Il quotidiano il Giornale ha realizzato ieri un video nel quale ha raccolto la testimonianza degli utenti del trasporto pubblico romano che hanno raccontato di tram pieni, bus affollati e metro cariche ben oltre il limite del 50% imposto dal Decreto del Presidente del Consiglio. Tra gli intervistati anche il nostro collaboratore Alessandro Specchia.

 

Alessandro ha fatto notare come Atac, in questi mesi, ha messo quotidianamente in strada lo stesso numero di mezzi del periodo pre-Covid. Anzi, in alcuni casi, il servizio è perfino peggiorato nonostante l’azienda abbia in dotazione 475 nuovi autobus. Il limite dunque non era solo nella disponibilità di vetture, come si voleva far credere, ma anche nel numero di autisti a disposizione e forse nelle manutenzioni. Aspetti che si sarebbero potuti risolvere con una procedura di emergenza nei mesi scorsi quando si sapeva che all’arrivare dei primi freddi, sarebbe arrivata anche la seconda ondata del virus.

C’è poi l’aspetto legato alle scale mobili sempre guaste, alle fermate metro chiuse senza data di riapertura, alle uscite dalle stazioni inspiegabilmente sbarrate. Tutti fattori che spingono all’affollamento invece che a diradare i passeggeri.

Per vedere il video, della durata di circa quattro minuti, cliccare qui.

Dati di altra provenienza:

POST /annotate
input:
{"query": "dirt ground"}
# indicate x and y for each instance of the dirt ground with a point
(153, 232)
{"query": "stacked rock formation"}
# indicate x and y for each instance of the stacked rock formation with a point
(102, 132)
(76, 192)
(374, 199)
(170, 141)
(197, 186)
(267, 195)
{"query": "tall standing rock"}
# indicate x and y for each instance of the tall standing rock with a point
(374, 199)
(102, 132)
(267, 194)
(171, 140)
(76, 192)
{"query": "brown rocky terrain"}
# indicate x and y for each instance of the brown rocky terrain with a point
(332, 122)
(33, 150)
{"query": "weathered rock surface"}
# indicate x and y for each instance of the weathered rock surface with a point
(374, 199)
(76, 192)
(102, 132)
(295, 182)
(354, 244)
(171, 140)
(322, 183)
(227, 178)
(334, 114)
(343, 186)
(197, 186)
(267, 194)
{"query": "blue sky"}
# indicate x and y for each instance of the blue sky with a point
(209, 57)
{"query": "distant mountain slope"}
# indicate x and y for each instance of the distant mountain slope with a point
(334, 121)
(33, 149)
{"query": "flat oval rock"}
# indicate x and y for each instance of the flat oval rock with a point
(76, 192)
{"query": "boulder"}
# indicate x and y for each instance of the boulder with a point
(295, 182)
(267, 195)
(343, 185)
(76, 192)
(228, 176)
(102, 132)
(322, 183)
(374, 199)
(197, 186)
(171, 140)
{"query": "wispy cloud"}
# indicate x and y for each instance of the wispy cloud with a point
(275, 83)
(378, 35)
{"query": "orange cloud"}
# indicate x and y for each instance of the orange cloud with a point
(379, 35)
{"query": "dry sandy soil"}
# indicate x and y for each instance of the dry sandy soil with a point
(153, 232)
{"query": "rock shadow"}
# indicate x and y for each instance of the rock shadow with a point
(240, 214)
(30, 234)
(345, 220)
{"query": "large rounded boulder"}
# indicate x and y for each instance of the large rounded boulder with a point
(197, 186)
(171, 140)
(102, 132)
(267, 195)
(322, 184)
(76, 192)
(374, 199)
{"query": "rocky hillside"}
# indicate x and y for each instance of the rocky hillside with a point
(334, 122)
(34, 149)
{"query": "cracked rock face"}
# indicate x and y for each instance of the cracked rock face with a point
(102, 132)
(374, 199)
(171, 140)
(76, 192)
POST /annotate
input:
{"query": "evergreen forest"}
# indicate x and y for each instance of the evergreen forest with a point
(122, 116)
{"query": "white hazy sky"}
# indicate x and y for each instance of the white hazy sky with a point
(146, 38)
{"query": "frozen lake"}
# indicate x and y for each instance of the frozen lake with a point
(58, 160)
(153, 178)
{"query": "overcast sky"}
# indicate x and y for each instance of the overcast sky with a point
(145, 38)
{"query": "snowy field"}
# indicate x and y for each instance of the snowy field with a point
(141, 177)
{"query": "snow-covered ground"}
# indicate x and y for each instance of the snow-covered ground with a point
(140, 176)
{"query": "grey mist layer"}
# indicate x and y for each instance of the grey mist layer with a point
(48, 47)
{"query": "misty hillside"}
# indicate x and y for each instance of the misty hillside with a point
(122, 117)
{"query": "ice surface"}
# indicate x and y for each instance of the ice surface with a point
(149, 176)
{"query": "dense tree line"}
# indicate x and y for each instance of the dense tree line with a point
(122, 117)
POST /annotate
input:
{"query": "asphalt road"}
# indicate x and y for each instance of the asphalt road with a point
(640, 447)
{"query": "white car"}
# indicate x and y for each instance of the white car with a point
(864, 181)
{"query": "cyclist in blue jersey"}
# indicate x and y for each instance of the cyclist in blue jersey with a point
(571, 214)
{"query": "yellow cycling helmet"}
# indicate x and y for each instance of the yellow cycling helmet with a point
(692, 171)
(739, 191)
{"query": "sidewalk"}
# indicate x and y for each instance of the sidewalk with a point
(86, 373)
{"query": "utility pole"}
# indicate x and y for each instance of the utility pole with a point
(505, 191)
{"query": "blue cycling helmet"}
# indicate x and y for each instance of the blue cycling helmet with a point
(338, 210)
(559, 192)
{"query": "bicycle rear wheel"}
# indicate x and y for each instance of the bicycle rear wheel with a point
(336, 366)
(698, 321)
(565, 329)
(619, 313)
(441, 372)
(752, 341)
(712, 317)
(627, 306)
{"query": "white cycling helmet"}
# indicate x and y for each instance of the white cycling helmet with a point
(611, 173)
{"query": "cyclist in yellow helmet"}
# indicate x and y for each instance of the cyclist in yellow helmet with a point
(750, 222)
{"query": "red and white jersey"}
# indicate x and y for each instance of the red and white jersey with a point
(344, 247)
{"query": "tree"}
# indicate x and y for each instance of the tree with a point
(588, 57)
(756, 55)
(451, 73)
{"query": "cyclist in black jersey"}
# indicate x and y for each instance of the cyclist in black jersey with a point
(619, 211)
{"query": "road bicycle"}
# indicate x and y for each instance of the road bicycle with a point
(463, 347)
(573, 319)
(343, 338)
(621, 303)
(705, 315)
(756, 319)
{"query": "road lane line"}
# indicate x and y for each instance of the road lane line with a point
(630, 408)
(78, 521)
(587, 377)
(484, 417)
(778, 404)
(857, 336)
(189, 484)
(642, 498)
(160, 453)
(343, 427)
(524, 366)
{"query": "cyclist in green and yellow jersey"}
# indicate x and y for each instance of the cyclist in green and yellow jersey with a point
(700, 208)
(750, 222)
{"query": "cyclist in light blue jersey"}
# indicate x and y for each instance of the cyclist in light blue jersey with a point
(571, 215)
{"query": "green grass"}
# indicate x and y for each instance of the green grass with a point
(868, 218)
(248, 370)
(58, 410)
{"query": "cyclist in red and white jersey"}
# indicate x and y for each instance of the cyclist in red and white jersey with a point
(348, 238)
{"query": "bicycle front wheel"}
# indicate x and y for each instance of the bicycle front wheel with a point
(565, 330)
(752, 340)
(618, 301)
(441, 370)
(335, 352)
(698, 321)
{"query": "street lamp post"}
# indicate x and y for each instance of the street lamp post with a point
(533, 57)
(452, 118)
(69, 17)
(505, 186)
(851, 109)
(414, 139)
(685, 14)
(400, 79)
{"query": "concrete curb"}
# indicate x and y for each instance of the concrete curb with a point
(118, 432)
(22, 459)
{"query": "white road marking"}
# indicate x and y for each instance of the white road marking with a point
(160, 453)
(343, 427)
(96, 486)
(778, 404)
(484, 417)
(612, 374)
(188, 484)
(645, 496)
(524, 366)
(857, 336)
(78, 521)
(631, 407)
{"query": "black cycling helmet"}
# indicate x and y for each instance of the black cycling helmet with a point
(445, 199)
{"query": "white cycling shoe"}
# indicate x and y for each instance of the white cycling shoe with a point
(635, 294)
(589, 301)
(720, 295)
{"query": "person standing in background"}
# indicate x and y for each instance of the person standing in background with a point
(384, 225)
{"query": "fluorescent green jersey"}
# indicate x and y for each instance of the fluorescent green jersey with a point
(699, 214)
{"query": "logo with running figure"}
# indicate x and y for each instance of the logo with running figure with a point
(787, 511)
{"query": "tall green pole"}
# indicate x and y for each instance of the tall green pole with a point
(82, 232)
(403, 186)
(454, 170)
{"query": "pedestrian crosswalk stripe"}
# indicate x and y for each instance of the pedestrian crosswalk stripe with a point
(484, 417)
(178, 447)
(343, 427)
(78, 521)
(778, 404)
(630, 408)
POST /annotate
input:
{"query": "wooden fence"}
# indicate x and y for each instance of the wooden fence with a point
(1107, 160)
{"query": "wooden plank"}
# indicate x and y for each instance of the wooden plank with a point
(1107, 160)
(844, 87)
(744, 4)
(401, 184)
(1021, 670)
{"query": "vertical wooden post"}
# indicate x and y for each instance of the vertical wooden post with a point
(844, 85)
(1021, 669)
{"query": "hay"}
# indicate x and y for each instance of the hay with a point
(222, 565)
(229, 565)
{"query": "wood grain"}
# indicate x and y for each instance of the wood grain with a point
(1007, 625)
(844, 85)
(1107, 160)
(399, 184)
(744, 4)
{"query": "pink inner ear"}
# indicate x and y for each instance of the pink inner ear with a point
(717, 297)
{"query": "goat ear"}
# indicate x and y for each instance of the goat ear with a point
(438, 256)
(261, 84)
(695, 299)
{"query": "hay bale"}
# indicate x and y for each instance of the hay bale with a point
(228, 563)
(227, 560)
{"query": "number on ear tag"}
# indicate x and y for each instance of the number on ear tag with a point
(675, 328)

Qualcosa è stato fatto, ma non è abbastanza per parlare di un vero potenziamento dei mezzi pubblici. Atac ha bandito una gara in urgenza con la quale ha affidato 10 linee che normalmente gestisce in proprio ai privati. Si sono aggiudicati la gara Cialone Tour e Angelino srl che svolgeranno con pullman urbani servizio sulle alcune linee tra le quali 061, 071, 435, 443, 500 e 319. Questo consentirà di incrementare 500 corse al giorno sulle tratte centrali più affollate.

Nello stesso tempo Astral e Cotral effettueranno fermate anche in città in modo da evitare che i pendolari provenienti da fuori il Raccordo debbano cambiare con un bus o una metro Atac. In sostanza chi arriva da fuori Roma invece di scendere a Saxa Rubra, Laurentina o Anagnina, potrà proseguire sullo stesso mezzo o su un pullman dedicato per arrivare a destinazione.

Sono alcuni provvedimenti in vista della riapertura delle scuole (se mai avverrà) che porterà in strada oltre 400 mila studenti al giorno. Purtroppo non è abbastanza e soprattutto anche quel poco che è stato impostato è arrivato troppo tardi. Questi rafforzamenti, infatti, sono entrati in parte in funzione lo scorso 14 dicembre e in parte lo saranno dopo le festività. Ma per tutto l’autunno a Roma si è proseguito a circolare con la stessa flotta di mezzi precedente alla pandemia, con l’aggravamento di importanti stazioni metro sbarrate come Policlinico o Castro Pretorio.

Ripetere la solita frase “c’è troppa gente in giro” non ci salverà dalla terza e dalla quarta ondata della pandemia. Mentre serie azioni di potenziamento dei trasporti pubblici e rafforzamento della medicina territoriale saranno fondamentali. Eppure sembra che se l’Italia ha il record mondiale di morti, la colpa sia sempre del nostro vicino di casa.